# UV sterilizer installation question



## Corydora_FREAK (Feb 21, 2007)

Can you install a UV sterilizer on a HOB power filter by splicing the intake tube of the Uv serilizer into the middle of the intake tube of the HOB filter. OR do you have to use box filters of power heads.


----------



## TheOldSalt (Jan 28, 2005)

If you try to splice into the intake of the other filter, you'll only partially fill the UV until it's easier for the water to ignore it and just keep going straight than to try to push against what's in the UV. In other words, it won't work.


----------



## Danh (Feb 19, 2007)

Use a powerhead. Assuming you've got strong tops, sit the UV on top of the tank and have the return out of the UV pointing straight down back into the water.


----------



## Corydora_FREAK (Feb 21, 2007)

i dont have a powerhead.......... a box filter will also work and i think i can get a hold of one of those easier

this was my plan Sterilizer hanging on back in case there was a mixup, sorry drawing sucks


----------



## TheOldSalt (Jan 28, 2005)

Oh, so now you want to pump the water over the top of the tank and then back down into the filter, eh?
That REALLY won't work. Just get a small powerhead, already.


----------



## Corydora_FREAK (Feb 21, 2007)

> That REALLY won't work. Just get a small powerhead, already.

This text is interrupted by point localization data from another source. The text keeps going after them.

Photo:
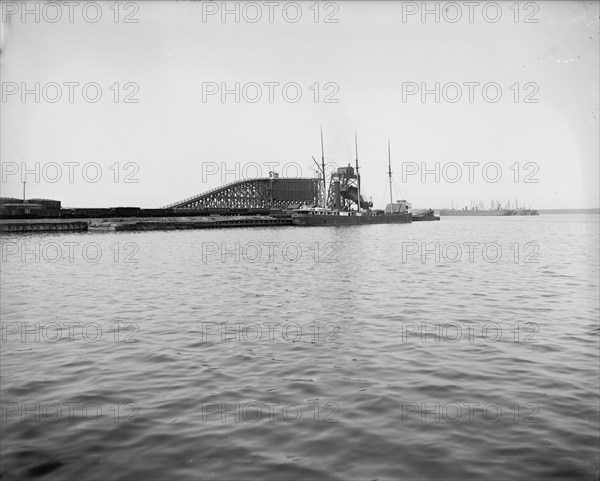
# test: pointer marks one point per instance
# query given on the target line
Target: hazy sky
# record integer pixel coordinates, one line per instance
(177, 52)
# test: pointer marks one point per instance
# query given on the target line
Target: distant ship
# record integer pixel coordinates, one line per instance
(476, 212)
(494, 210)
(344, 194)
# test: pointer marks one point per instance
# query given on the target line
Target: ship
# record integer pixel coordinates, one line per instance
(495, 210)
(476, 212)
(343, 203)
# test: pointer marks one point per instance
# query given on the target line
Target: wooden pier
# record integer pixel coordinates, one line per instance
(44, 226)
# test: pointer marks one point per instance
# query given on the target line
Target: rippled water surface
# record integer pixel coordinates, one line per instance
(384, 352)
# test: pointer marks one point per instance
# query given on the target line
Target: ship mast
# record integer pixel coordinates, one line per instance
(357, 174)
(323, 171)
(390, 176)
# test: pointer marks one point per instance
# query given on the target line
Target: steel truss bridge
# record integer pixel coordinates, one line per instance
(260, 193)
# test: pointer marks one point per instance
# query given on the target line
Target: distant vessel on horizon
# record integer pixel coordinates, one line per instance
(495, 209)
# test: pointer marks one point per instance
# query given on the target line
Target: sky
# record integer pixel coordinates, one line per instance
(152, 125)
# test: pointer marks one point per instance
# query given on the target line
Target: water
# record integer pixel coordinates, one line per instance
(383, 365)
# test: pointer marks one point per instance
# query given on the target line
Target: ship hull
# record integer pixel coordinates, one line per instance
(307, 219)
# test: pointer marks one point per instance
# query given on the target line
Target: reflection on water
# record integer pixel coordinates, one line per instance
(467, 347)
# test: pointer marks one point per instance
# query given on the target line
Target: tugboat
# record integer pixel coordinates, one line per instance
(344, 194)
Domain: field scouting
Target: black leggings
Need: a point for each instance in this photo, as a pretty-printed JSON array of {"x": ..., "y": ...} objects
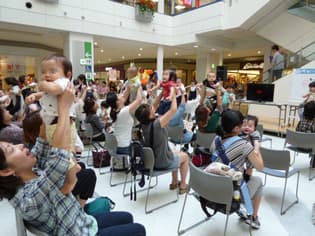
[{"x": 86, "y": 183}]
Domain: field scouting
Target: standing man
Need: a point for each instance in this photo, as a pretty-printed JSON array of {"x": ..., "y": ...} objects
[{"x": 277, "y": 63}]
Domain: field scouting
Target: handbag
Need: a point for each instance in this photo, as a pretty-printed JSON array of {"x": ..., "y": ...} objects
[
  {"x": 101, "y": 158},
  {"x": 99, "y": 205}
]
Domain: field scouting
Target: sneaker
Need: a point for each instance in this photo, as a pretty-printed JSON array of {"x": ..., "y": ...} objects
[
  {"x": 242, "y": 213},
  {"x": 255, "y": 224}
]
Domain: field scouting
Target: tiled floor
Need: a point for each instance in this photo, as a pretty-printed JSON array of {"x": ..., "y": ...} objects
[{"x": 296, "y": 222}]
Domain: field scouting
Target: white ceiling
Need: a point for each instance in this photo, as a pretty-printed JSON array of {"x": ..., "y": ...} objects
[{"x": 237, "y": 44}]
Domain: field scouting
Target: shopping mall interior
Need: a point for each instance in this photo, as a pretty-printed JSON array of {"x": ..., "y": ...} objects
[{"x": 232, "y": 38}]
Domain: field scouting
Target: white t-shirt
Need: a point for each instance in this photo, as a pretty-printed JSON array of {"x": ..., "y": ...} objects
[
  {"x": 123, "y": 127},
  {"x": 49, "y": 103}
]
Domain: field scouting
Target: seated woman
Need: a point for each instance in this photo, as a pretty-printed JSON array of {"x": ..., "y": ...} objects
[
  {"x": 90, "y": 109},
  {"x": 240, "y": 152},
  {"x": 208, "y": 119},
  {"x": 122, "y": 119},
  {"x": 84, "y": 188},
  {"x": 9, "y": 131},
  {"x": 35, "y": 193},
  {"x": 165, "y": 158}
]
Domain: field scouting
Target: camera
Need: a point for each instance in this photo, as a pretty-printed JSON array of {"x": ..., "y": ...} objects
[{"x": 28, "y": 5}]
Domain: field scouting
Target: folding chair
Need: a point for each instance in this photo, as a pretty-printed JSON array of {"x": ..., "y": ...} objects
[
  {"x": 175, "y": 134},
  {"x": 277, "y": 164},
  {"x": 212, "y": 187},
  {"x": 22, "y": 229},
  {"x": 303, "y": 143},
  {"x": 260, "y": 129},
  {"x": 111, "y": 146},
  {"x": 151, "y": 172}
]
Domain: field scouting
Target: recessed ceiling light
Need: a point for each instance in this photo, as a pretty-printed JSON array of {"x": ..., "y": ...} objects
[{"x": 179, "y": 7}]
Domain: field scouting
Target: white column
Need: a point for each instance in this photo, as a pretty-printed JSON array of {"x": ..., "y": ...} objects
[
  {"x": 74, "y": 49},
  {"x": 159, "y": 61},
  {"x": 161, "y": 6}
]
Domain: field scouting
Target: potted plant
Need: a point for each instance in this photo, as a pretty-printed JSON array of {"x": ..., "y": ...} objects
[{"x": 144, "y": 10}]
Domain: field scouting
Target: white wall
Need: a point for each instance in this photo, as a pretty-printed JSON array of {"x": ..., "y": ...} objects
[
  {"x": 289, "y": 31},
  {"x": 107, "y": 18}
]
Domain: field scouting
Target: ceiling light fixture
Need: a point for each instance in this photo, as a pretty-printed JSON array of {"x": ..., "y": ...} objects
[{"x": 179, "y": 7}]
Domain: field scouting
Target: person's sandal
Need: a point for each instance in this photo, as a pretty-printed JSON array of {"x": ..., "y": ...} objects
[
  {"x": 174, "y": 186},
  {"x": 183, "y": 190}
]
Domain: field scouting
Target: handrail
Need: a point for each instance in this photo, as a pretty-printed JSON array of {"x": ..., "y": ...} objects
[{"x": 303, "y": 48}]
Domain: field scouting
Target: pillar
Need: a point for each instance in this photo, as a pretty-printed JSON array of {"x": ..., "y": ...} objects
[
  {"x": 161, "y": 6},
  {"x": 79, "y": 49},
  {"x": 159, "y": 61}
]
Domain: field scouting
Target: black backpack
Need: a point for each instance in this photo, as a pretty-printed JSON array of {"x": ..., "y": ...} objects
[
  {"x": 137, "y": 166},
  {"x": 218, "y": 207}
]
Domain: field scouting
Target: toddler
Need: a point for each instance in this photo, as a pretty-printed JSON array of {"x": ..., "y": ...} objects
[
  {"x": 250, "y": 133},
  {"x": 168, "y": 81},
  {"x": 56, "y": 71},
  {"x": 133, "y": 81},
  {"x": 228, "y": 96}
]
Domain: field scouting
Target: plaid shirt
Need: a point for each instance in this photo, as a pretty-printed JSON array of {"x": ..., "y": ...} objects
[
  {"x": 40, "y": 201},
  {"x": 307, "y": 126}
]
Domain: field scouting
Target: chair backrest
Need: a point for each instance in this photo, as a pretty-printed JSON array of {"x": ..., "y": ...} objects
[
  {"x": 276, "y": 159},
  {"x": 148, "y": 158},
  {"x": 175, "y": 133},
  {"x": 300, "y": 139},
  {"x": 215, "y": 188},
  {"x": 204, "y": 139},
  {"x": 21, "y": 228},
  {"x": 260, "y": 129},
  {"x": 88, "y": 132},
  {"x": 111, "y": 143}
]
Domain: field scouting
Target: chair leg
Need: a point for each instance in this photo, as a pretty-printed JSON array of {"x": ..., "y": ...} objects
[
  {"x": 265, "y": 181},
  {"x": 147, "y": 211},
  {"x": 226, "y": 222},
  {"x": 310, "y": 177},
  {"x": 282, "y": 212},
  {"x": 179, "y": 231}
]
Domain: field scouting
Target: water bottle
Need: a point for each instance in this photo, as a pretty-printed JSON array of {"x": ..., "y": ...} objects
[{"x": 237, "y": 195}]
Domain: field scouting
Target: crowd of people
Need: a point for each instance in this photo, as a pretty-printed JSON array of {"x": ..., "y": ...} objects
[{"x": 39, "y": 151}]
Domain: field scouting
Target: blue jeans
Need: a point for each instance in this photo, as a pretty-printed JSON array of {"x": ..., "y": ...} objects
[
  {"x": 123, "y": 150},
  {"x": 118, "y": 224}
]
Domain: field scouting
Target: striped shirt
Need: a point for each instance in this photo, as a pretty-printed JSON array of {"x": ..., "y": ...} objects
[
  {"x": 40, "y": 202},
  {"x": 238, "y": 153}
]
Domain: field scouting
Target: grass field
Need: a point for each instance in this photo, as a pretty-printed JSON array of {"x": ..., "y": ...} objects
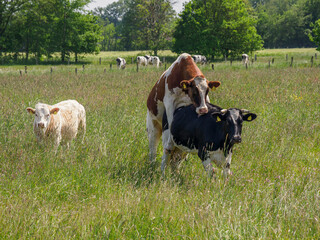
[{"x": 106, "y": 188}]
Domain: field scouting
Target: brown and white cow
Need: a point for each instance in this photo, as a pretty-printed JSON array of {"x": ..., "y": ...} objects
[{"x": 180, "y": 85}]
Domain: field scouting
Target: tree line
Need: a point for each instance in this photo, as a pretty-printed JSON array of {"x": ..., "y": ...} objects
[{"x": 209, "y": 27}]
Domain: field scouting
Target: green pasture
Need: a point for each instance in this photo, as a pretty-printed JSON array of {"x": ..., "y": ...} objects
[{"x": 105, "y": 188}]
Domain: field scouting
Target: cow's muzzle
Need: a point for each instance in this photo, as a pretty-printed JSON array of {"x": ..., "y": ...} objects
[
  {"x": 236, "y": 139},
  {"x": 202, "y": 110}
]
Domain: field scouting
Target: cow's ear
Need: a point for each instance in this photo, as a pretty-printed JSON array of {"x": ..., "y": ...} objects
[
  {"x": 185, "y": 84},
  {"x": 54, "y": 110},
  {"x": 249, "y": 117},
  {"x": 31, "y": 110},
  {"x": 213, "y": 85},
  {"x": 218, "y": 117}
]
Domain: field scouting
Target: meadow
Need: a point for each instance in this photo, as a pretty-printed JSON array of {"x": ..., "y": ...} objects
[{"x": 106, "y": 188}]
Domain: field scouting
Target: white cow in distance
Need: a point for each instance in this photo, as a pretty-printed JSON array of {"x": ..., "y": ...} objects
[
  {"x": 59, "y": 122},
  {"x": 121, "y": 63},
  {"x": 142, "y": 61},
  {"x": 149, "y": 59},
  {"x": 155, "y": 61}
]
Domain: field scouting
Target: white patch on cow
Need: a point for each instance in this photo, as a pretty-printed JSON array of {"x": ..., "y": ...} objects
[
  {"x": 208, "y": 167},
  {"x": 202, "y": 86},
  {"x": 218, "y": 158}
]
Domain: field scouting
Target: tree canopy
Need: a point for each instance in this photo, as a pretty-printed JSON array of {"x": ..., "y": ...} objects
[{"x": 214, "y": 27}]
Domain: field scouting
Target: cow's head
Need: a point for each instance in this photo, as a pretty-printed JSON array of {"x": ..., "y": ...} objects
[
  {"x": 42, "y": 115},
  {"x": 197, "y": 89},
  {"x": 233, "y": 119}
]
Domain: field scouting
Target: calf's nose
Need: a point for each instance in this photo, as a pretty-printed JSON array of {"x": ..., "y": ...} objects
[
  {"x": 237, "y": 139},
  {"x": 203, "y": 110}
]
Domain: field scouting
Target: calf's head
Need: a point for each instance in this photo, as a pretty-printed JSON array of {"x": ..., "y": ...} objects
[
  {"x": 197, "y": 89},
  {"x": 42, "y": 115},
  {"x": 233, "y": 119}
]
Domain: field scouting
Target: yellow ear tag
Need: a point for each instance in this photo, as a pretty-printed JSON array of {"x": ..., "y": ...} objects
[{"x": 184, "y": 86}]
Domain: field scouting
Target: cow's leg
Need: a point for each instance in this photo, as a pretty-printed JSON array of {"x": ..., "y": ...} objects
[
  {"x": 226, "y": 169},
  {"x": 208, "y": 165},
  {"x": 168, "y": 146},
  {"x": 82, "y": 128},
  {"x": 154, "y": 133}
]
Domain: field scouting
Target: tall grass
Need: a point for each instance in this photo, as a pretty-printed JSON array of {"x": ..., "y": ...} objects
[{"x": 106, "y": 188}]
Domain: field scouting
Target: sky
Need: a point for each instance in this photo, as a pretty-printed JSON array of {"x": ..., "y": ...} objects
[{"x": 103, "y": 3}]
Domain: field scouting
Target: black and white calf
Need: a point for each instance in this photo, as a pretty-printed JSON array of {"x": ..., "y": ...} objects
[
  {"x": 211, "y": 135},
  {"x": 121, "y": 63}
]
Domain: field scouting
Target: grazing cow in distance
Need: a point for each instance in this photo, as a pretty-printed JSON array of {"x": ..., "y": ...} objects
[
  {"x": 245, "y": 59},
  {"x": 142, "y": 61},
  {"x": 199, "y": 59},
  {"x": 148, "y": 57},
  {"x": 212, "y": 135},
  {"x": 155, "y": 61},
  {"x": 121, "y": 63},
  {"x": 180, "y": 85},
  {"x": 59, "y": 122}
]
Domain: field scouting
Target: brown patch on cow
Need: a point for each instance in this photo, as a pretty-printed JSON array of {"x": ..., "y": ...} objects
[{"x": 183, "y": 71}]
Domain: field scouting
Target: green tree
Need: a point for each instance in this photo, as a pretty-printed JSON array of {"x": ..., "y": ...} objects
[
  {"x": 286, "y": 23},
  {"x": 215, "y": 27},
  {"x": 315, "y": 34},
  {"x": 75, "y": 31},
  {"x": 147, "y": 25}
]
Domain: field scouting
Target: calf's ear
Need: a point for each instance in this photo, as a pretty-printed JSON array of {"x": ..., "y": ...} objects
[
  {"x": 249, "y": 117},
  {"x": 213, "y": 85},
  {"x": 54, "y": 110},
  {"x": 31, "y": 110},
  {"x": 218, "y": 117}
]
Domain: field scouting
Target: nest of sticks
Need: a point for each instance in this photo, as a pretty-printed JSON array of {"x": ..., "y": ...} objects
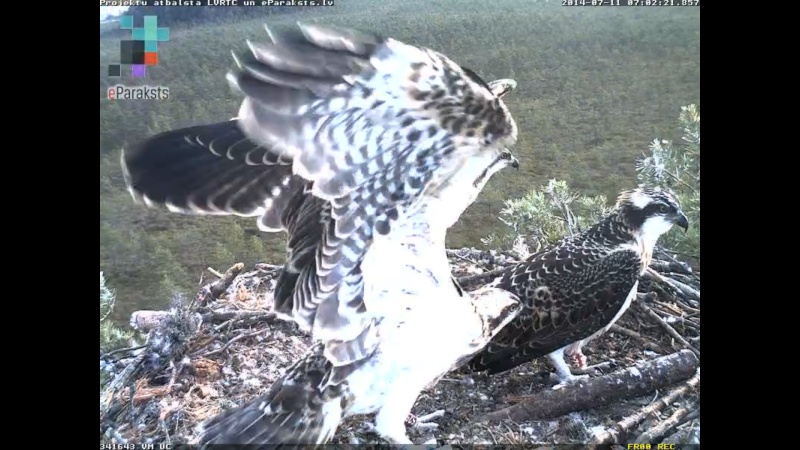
[{"x": 223, "y": 348}]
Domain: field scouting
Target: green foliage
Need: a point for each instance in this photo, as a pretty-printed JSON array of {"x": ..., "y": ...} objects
[
  {"x": 677, "y": 166},
  {"x": 592, "y": 86},
  {"x": 111, "y": 336},
  {"x": 546, "y": 215}
]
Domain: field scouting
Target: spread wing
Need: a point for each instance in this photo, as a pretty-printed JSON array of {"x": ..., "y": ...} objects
[
  {"x": 372, "y": 123},
  {"x": 211, "y": 170},
  {"x": 569, "y": 293},
  {"x": 216, "y": 170}
]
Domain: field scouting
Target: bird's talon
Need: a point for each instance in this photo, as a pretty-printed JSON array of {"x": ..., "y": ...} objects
[
  {"x": 424, "y": 422},
  {"x": 571, "y": 380}
]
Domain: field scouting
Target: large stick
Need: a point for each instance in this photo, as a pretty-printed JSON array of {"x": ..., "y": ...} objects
[{"x": 631, "y": 382}]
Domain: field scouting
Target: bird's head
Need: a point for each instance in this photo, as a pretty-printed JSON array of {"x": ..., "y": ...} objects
[
  {"x": 651, "y": 211},
  {"x": 496, "y": 308},
  {"x": 497, "y": 157}
]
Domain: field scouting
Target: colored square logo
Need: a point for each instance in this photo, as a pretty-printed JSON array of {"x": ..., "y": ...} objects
[
  {"x": 150, "y": 58},
  {"x": 126, "y": 22},
  {"x": 141, "y": 49}
]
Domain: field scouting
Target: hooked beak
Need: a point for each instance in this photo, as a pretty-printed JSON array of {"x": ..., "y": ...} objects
[{"x": 682, "y": 222}]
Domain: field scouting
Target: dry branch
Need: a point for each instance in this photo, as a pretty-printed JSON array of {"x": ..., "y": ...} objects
[
  {"x": 668, "y": 328},
  {"x": 481, "y": 276},
  {"x": 658, "y": 432},
  {"x": 674, "y": 284},
  {"x": 646, "y": 343},
  {"x": 619, "y": 432},
  {"x": 212, "y": 291},
  {"x": 627, "y": 383}
]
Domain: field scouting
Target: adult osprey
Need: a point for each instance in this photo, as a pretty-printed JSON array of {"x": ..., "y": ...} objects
[
  {"x": 366, "y": 150},
  {"x": 576, "y": 289}
]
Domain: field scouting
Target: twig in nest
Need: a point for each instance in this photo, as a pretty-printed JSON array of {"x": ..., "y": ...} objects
[
  {"x": 620, "y": 430},
  {"x": 228, "y": 344},
  {"x": 647, "y": 343},
  {"x": 212, "y": 291},
  {"x": 627, "y": 383},
  {"x": 594, "y": 369},
  {"x": 216, "y": 274},
  {"x": 664, "y": 428},
  {"x": 668, "y": 328},
  {"x": 220, "y": 317},
  {"x": 268, "y": 267},
  {"x": 122, "y": 350},
  {"x": 669, "y": 307},
  {"x": 674, "y": 284},
  {"x": 471, "y": 278},
  {"x": 122, "y": 379},
  {"x": 474, "y": 263}
]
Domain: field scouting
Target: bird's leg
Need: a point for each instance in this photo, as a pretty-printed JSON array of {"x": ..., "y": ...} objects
[
  {"x": 576, "y": 356},
  {"x": 424, "y": 422},
  {"x": 390, "y": 422},
  {"x": 565, "y": 376}
]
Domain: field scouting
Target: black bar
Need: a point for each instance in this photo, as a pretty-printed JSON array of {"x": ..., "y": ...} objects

Ok gosh!!! *runs away crying*


----------



## TheOldSalt (Jan 28, 2005)

You can push water up that high no problem, but it's mighty hard to pull it. That's the problem. You'd also have to prime the thing somehow by filling it all up with water so it would run, and you'd have to redo that every time the pump was stopped for whatever reason. It would quickly be a royal pain. Finally, if it even did work, you'd run a risk of cavitation, which would mess up your pH and dissolved gases ratio. Trust me, you'd be far better off just using a small powerhead.


----------